言霊の幸わう国

記憶の中で生きている

 未だに、面影を見つけてしまう人がいる。

 ・・・見つけてしまう。
 いや、目につくのではなく、ほんとうは探しているのだろうか?
 自分でも、ほんとうのところはわからない。

 ときどき、なぜかいつも空いた電車に乗っているときに、その人と過ごした時間をリアルに思い出す。
 思い出すと、体がバネのように撥ねているんじゃないだろうかと思うくらい、それはときに強烈な衝撃を生む。

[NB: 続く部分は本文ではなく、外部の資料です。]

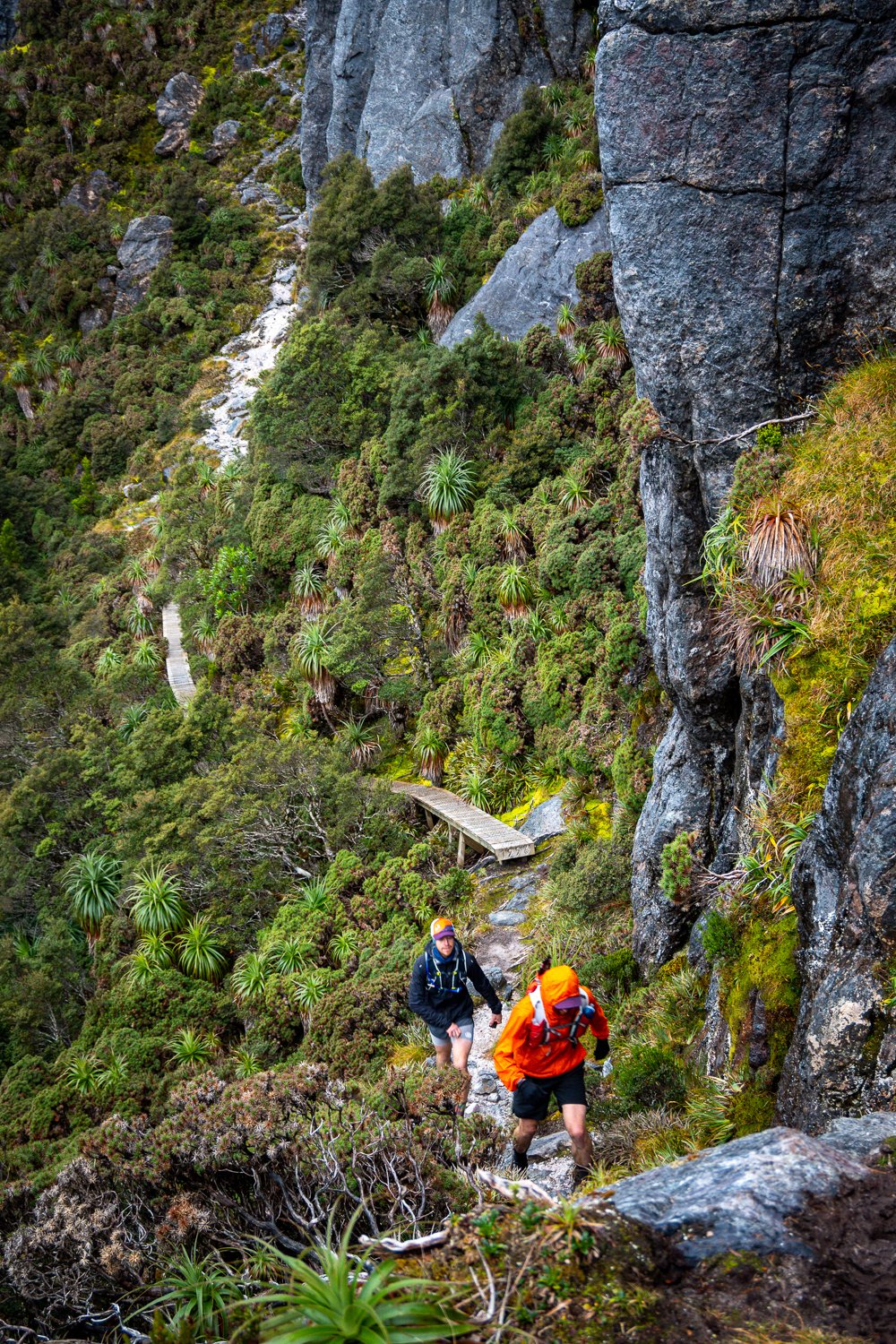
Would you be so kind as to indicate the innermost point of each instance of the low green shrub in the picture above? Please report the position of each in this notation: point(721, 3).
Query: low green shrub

 なぜ、そんなにその人の影がいつまでもちらつくのか。
 今でもすきだというわけじゃない。
 後悔しているわけでもない。

 あのときわたしが、とこれっぽっちも思わないわけではないけれど、あれがあのときの精一杯だと思っているし、次は同じ失敗をしないようにというきもちではいる。
 前を向いていない、ということではないと思う。
 でも、ふと、そんな言葉も強がりなんだろうとか自分を疑うきもちになったりもする。

 わたしは、記憶の中で生きている。
 ときどき、「過去」を掬い上げてみては、壊さないように静かに指の隙間から開放する。
 そして前に進んで、また思い出したように掬い上げる。

 なんだか今日は、そんなことをくり返している自分が鮮明にイメージできた。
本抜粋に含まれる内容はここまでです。